Esa tarde, el sol brillaba en el cielo
azul sobre el parque.
Maria se columpiaba y desde allí
observaba las copas de los altos árboles, al subir; y la arena del parque, al
bajar.
Le encantaba columpiarse, sentir la
brisa entre sus cabellos y sentir que podía volar.
Al cabo de un rato, se fue a casa
porque ya estaba oscureciendo. Al llegar, notó que no había nadie allí, pero
que la puerta estaba sin candado.
Entró llamando a su mamá pero nadie
respondió. Vio algunas cosas fuera de lugar y sintió miedo. Siguió gritando
¡mamá!, pero nadie respondía.
Empezó a buscar en todos los rincones
de la casa: la cocina, la sala, el patio, los baños y nada. Cuando llegó a la
puerta del cuarto de su madre, notó un olor extraño. Era como si hubieran
vaciado un enorme cubo de tierra cerca de ella.

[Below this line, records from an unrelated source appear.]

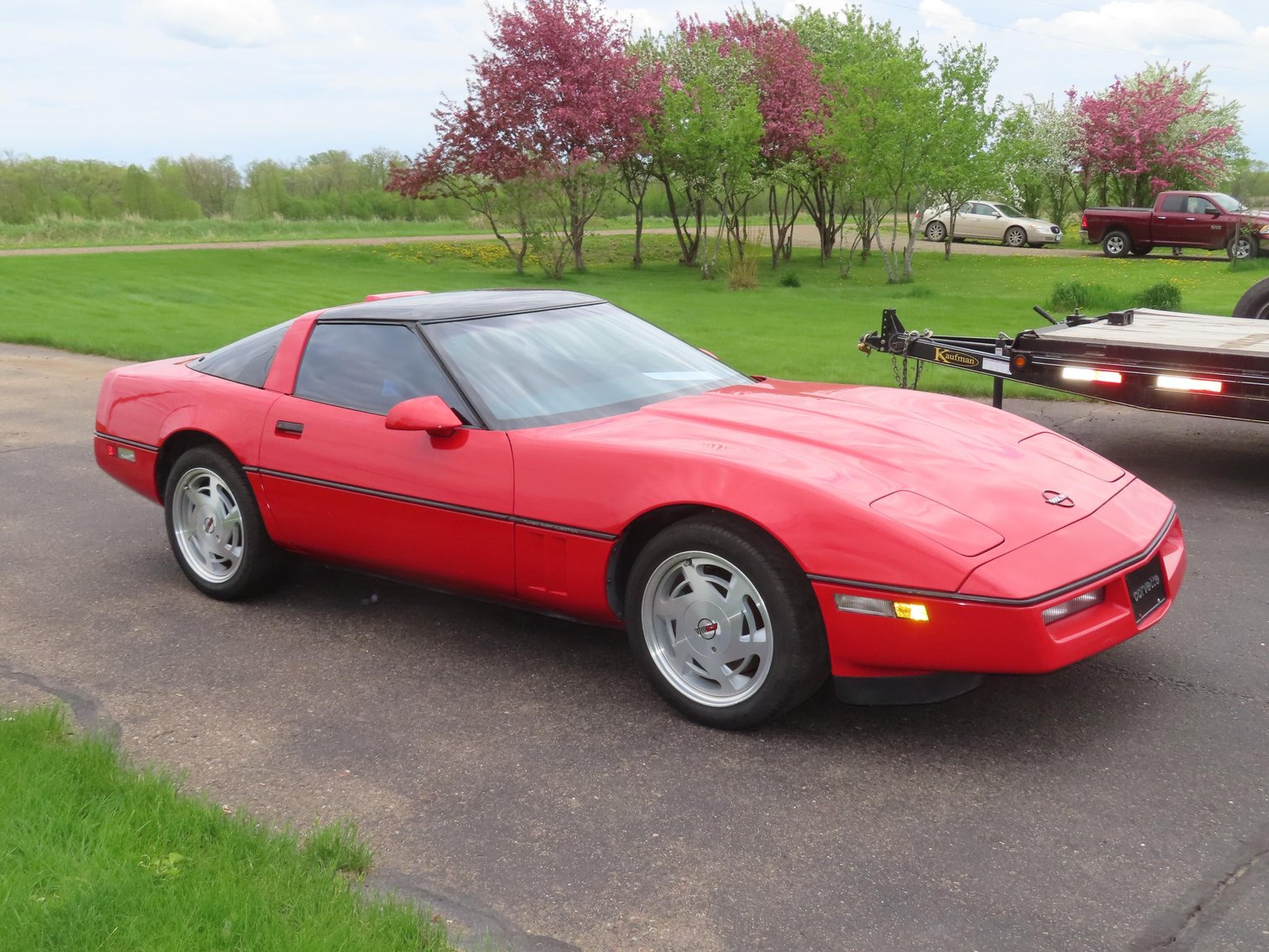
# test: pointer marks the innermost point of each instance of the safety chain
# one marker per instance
(901, 344)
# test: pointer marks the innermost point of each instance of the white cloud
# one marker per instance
(217, 23)
(1143, 26)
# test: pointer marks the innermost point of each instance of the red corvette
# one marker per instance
(549, 450)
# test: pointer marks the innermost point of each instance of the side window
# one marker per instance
(247, 361)
(372, 367)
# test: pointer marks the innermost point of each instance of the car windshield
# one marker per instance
(1229, 202)
(570, 365)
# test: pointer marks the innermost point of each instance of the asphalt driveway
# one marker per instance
(517, 773)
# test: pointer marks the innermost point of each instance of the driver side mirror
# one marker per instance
(428, 414)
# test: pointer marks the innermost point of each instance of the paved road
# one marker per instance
(804, 237)
(517, 772)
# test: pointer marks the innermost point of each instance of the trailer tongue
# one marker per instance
(1155, 360)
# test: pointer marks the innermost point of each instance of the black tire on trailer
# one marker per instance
(1254, 301)
(1116, 244)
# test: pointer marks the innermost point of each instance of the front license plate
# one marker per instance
(1146, 588)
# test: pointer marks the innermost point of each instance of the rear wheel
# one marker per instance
(1254, 302)
(1116, 244)
(725, 623)
(215, 527)
(1242, 247)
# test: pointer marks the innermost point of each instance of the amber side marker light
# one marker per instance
(1192, 383)
(1088, 373)
(912, 611)
(1070, 607)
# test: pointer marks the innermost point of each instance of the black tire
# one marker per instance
(758, 648)
(1254, 301)
(1241, 247)
(215, 527)
(1116, 244)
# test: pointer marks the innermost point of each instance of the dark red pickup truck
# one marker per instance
(1179, 220)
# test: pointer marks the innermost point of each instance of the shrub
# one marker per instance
(1070, 294)
(1162, 296)
(742, 273)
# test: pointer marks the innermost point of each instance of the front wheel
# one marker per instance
(1242, 247)
(1116, 245)
(725, 623)
(215, 527)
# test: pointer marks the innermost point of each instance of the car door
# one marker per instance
(343, 486)
(974, 220)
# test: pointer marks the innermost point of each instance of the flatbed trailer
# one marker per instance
(1184, 363)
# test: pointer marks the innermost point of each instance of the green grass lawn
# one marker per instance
(160, 304)
(96, 856)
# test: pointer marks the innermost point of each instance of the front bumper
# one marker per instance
(997, 635)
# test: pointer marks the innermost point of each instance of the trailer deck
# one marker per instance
(1187, 363)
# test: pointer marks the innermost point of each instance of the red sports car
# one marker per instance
(549, 450)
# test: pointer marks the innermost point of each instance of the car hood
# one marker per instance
(971, 480)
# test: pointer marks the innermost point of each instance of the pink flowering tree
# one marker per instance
(1154, 131)
(551, 109)
(789, 101)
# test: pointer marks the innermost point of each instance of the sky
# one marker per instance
(128, 81)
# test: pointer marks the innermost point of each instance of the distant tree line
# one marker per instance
(324, 185)
(734, 130)
(746, 123)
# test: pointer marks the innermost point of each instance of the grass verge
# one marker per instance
(160, 304)
(96, 856)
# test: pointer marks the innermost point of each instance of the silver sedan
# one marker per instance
(994, 221)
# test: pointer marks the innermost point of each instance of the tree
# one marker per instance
(965, 165)
(789, 98)
(1037, 156)
(705, 138)
(556, 103)
(211, 182)
(882, 126)
(1152, 133)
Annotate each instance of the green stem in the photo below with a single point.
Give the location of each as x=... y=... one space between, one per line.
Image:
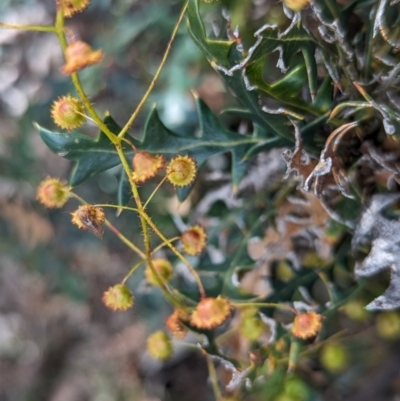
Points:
x=176 y=252
x=59 y=29
x=156 y=76
x=263 y=305
x=213 y=378
x=131 y=271
x=168 y=293
x=36 y=28
x=154 y=192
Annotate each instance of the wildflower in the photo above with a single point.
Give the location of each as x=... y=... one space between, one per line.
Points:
x=159 y=345
x=53 y=193
x=210 y=313
x=72 y=7
x=89 y=218
x=251 y=326
x=68 y=112
x=174 y=323
x=194 y=240
x=146 y=166
x=164 y=269
x=296 y=5
x=118 y=297
x=307 y=325
x=334 y=357
x=181 y=171
x=80 y=55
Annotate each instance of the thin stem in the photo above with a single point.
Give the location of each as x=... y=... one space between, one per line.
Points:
x=125 y=240
x=177 y=253
x=163 y=244
x=213 y=378
x=133 y=209
x=59 y=29
x=263 y=305
x=131 y=271
x=156 y=76
x=168 y=293
x=37 y=28
x=154 y=192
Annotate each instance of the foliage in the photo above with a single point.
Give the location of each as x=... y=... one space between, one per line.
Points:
x=276 y=254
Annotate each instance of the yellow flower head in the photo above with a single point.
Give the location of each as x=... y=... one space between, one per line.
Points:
x=72 y=7
x=159 y=345
x=307 y=325
x=146 y=166
x=79 y=55
x=194 y=240
x=163 y=268
x=53 y=193
x=174 y=323
x=181 y=171
x=89 y=218
x=210 y=313
x=118 y=297
x=68 y=112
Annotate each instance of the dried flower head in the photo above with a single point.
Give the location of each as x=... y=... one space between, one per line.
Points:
x=68 y=112
x=79 y=55
x=210 y=313
x=53 y=193
x=159 y=345
x=194 y=240
x=146 y=166
x=307 y=325
x=118 y=297
x=89 y=218
x=296 y=5
x=181 y=171
x=72 y=7
x=174 y=323
x=164 y=269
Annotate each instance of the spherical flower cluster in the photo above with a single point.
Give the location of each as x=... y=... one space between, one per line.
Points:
x=163 y=268
x=89 y=218
x=307 y=325
x=79 y=55
x=210 y=312
x=194 y=240
x=159 y=345
x=118 y=297
x=181 y=171
x=251 y=326
x=72 y=7
x=53 y=193
x=146 y=166
x=68 y=112
x=296 y=5
x=174 y=323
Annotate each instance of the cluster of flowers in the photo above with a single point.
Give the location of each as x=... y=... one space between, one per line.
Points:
x=69 y=113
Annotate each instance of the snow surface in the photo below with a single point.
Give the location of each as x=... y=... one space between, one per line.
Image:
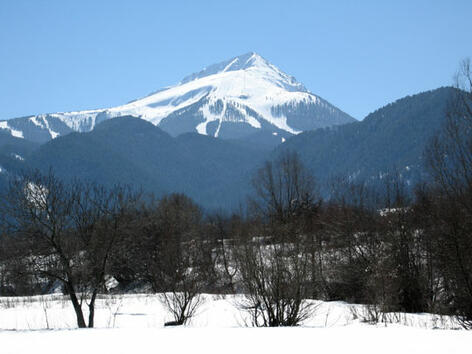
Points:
x=134 y=324
x=13 y=132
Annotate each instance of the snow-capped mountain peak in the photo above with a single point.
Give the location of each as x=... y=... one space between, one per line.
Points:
x=232 y=99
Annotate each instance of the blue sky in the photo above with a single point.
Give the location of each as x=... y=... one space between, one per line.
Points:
x=359 y=55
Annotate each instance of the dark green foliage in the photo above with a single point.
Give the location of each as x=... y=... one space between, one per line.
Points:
x=393 y=137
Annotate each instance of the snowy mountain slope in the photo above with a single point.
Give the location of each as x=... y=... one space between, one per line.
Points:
x=232 y=99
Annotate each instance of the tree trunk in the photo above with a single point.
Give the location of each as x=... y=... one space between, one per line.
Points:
x=77 y=308
x=91 y=306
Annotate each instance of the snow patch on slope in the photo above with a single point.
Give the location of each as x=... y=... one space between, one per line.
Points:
x=13 y=132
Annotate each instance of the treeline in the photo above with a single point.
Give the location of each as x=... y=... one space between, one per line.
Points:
x=390 y=250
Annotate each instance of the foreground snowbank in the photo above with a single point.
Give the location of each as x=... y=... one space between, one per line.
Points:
x=135 y=324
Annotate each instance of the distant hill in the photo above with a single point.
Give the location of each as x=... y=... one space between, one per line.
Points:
x=132 y=151
x=393 y=137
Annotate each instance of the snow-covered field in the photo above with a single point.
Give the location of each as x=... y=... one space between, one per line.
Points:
x=134 y=324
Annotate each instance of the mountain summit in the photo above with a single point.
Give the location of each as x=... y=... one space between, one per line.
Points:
x=235 y=99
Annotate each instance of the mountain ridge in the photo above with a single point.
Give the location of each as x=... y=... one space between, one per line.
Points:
x=230 y=99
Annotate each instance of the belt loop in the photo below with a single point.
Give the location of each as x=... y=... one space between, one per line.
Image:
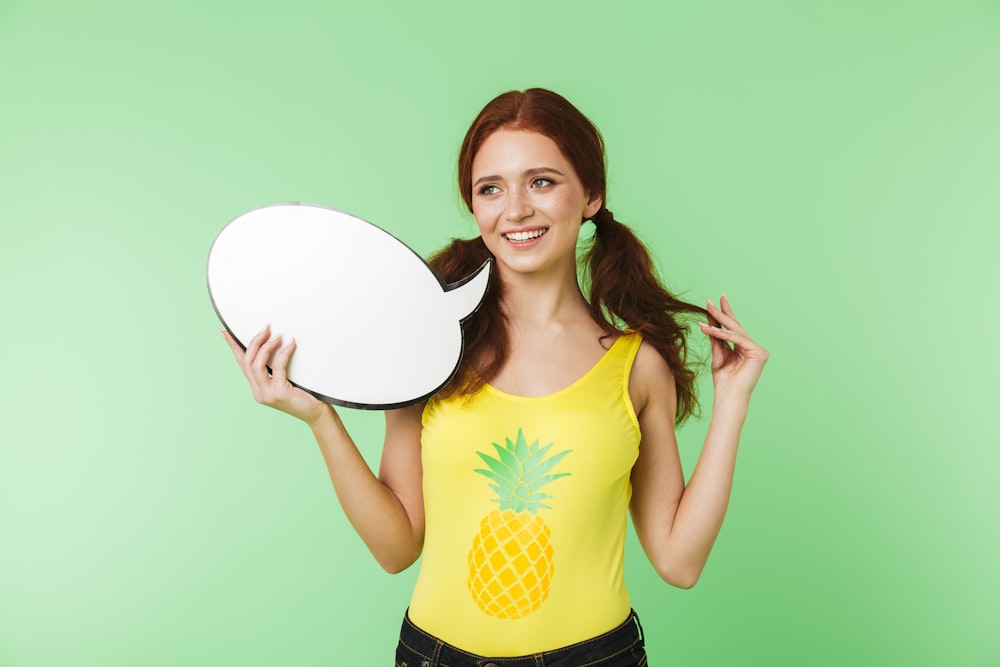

Pero lo peor estaba por venir: al mover
la manecilla sintió algo viscoso en su mano y soltó un grito mientras abría la
puerta para descubrir que todo en aquella habitación estaba lleno de ¡gusanos!.
Maria vio con horror cómo las paredes y
la cama de sus padres parecía una gran piscina de gusanos enormes y rosados.
Del susto se desmayó.
Al despertarse, no había mejorado la
situación. Ahora los gusanos estaban por todas partes de su cuerpo. Incluso en
su cara. Luchó para no gritar por temor a que su boca se llenara de gusanos.
Como pudo, se levantó, se sacudió los
gusanos y salió corriendo hacia la calle.
Chocó de frente con su madre, quien
tuvo que abrazarla para calmarla.
– Cama. Cuarto- se esforzaba por decir Maria, pero su madre la interrumpió.
– Tranquila amor. Se lo que viste. Yo
también los vi y salí a buscar ayuda para fumigar. Por eso no me encontraste en
casa. Ya están aquí para sacarlos. Lamento que te hayas asustado.
Entonces, Maria se calmó y esperó en
casa de su vecina junto con su mamá hasta que limpiaran la habitación.